E N T R E V I S T A  
J A N E  D O U G L A S
Where and when were you born?
I was born 25 June 1962 in Detroit, Michigan.

Where did you grow up?
I grew up in what is now a suburb of Detroit, a place called Farmington
When I first moved there, it was very rural with dirt roads and wells. Now,
it's a city that's very developed and suburban.

Where do you live now?
I live in a place called Morriston, Florida, a tiny little town that doesn't
even have a traffic light, only a post office.
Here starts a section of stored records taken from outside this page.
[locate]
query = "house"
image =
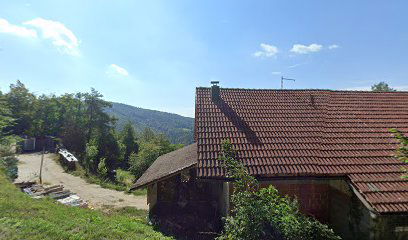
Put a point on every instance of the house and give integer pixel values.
(332, 150)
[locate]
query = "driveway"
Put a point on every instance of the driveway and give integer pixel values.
(96, 196)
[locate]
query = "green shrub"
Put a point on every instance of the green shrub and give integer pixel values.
(102, 169)
(125, 177)
(8, 162)
(263, 213)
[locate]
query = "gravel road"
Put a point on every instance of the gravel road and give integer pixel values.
(98, 197)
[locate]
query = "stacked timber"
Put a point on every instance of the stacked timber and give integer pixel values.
(56, 192)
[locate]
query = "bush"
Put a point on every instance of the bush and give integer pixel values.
(125, 178)
(263, 213)
(8, 162)
(102, 169)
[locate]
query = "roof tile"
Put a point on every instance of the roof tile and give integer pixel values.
(308, 133)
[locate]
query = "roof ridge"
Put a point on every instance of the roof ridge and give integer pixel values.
(303, 89)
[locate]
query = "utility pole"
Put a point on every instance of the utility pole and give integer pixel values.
(42, 161)
(285, 79)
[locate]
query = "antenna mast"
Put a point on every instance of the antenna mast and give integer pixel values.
(286, 79)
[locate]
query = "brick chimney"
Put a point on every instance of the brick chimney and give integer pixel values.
(215, 91)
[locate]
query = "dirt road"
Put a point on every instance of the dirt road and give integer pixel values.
(29, 168)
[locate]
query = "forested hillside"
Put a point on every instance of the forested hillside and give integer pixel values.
(177, 128)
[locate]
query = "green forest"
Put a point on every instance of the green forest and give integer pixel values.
(177, 128)
(81, 124)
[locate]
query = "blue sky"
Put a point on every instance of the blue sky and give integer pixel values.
(153, 54)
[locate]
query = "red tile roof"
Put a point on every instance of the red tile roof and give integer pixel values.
(308, 133)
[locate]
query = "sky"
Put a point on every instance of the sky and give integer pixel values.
(153, 54)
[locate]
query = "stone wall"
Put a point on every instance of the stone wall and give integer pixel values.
(312, 195)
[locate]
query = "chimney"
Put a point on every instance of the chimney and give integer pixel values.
(215, 91)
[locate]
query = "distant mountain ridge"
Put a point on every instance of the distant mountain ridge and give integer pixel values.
(177, 128)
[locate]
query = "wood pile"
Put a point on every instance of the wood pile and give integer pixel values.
(56, 192)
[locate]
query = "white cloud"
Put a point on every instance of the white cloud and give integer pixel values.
(267, 51)
(61, 37)
(304, 49)
(115, 71)
(333, 46)
(6, 27)
(368, 88)
(297, 65)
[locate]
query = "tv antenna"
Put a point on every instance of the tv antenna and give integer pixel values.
(286, 79)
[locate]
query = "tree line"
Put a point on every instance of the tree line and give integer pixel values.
(81, 125)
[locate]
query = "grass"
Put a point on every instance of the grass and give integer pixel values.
(22, 217)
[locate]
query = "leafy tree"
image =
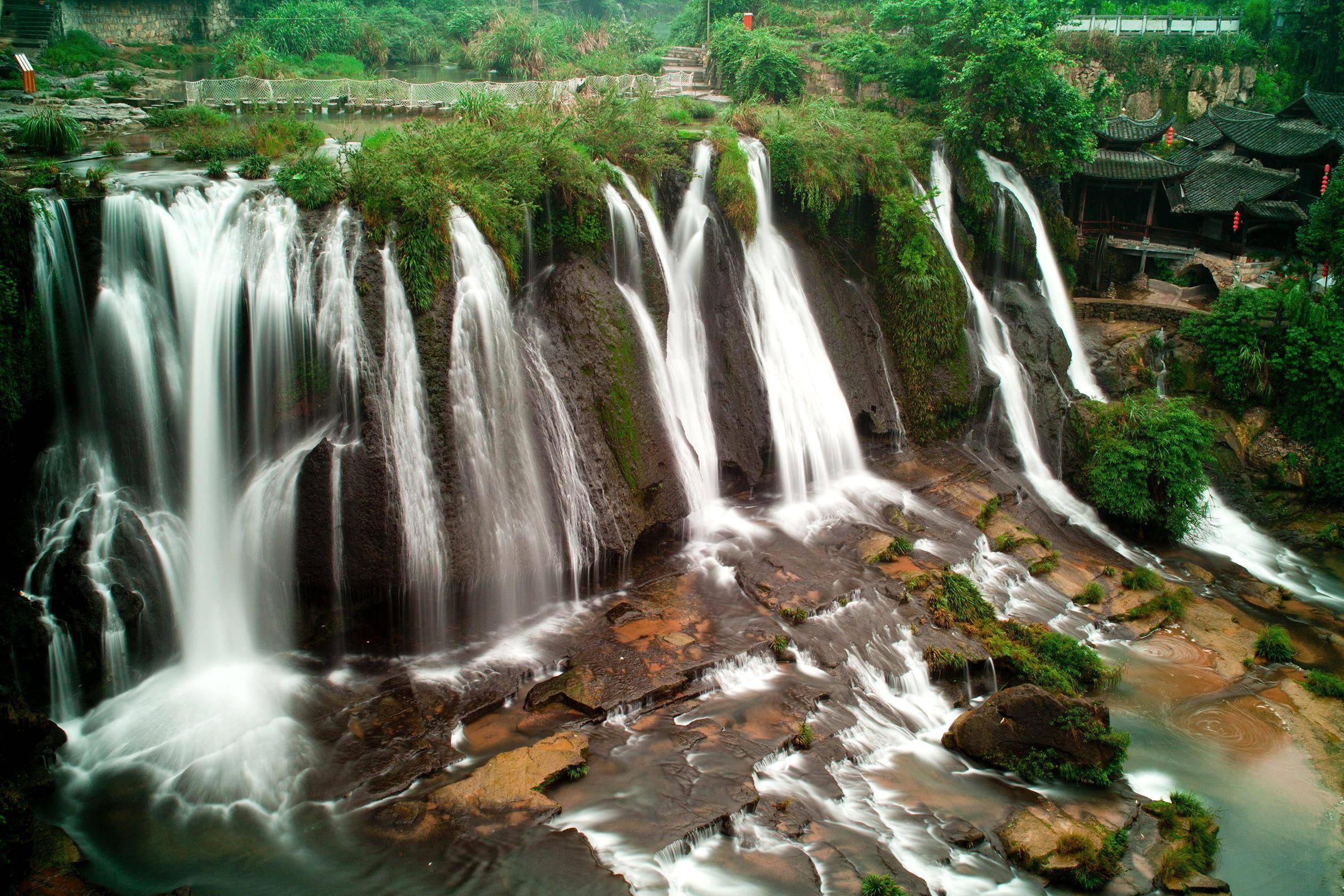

I have a small farm where I
keep horses.

What did you study?
I got my first two degrees in English from the University of Michigan. My BA
degree was in English Language and Literature. My MA degree was in English,
too, but I mainly studied cinema and literary theory. I got my PhD from New
York University, where I studied a whole bunch of things--cinema studies,
aesthetics and education, before I ended up getting my doctorate in English
and Education.

What do you do now?
I'm an associate professor at the University of Florida, where I am one of
the directors of a campus-wide writing program. I supervise 68 teachers who
teach first-year college composition, plus professional communication
courses for students in business and engineering. I also teach a course for
faculty and physicians in the College of Medicine.

Where have you worked throughout you life?
Ah, a good question--I've had a ton of different jobs. I worked as a ghost
writer on a book, as a dark room technician, developing pictures. I also
worked as a publisher's production assistant and as a consultant for law
firms. I then worked as a copywriter in advertising for eleven years for an
advertising agency in London, although we later set up branches in New York
and Philadelphia. I also worked as a sociologist at Brunel University in
London, then as the director of a program in professional writing at the
City University of New York, where I was also an assistant professor. Then I
became the director of a program for writing in the disciplines at the
University of Florida, then associate professor of English. I also worked
for four years in a health club and I owned a large Thoroughbred horse farm.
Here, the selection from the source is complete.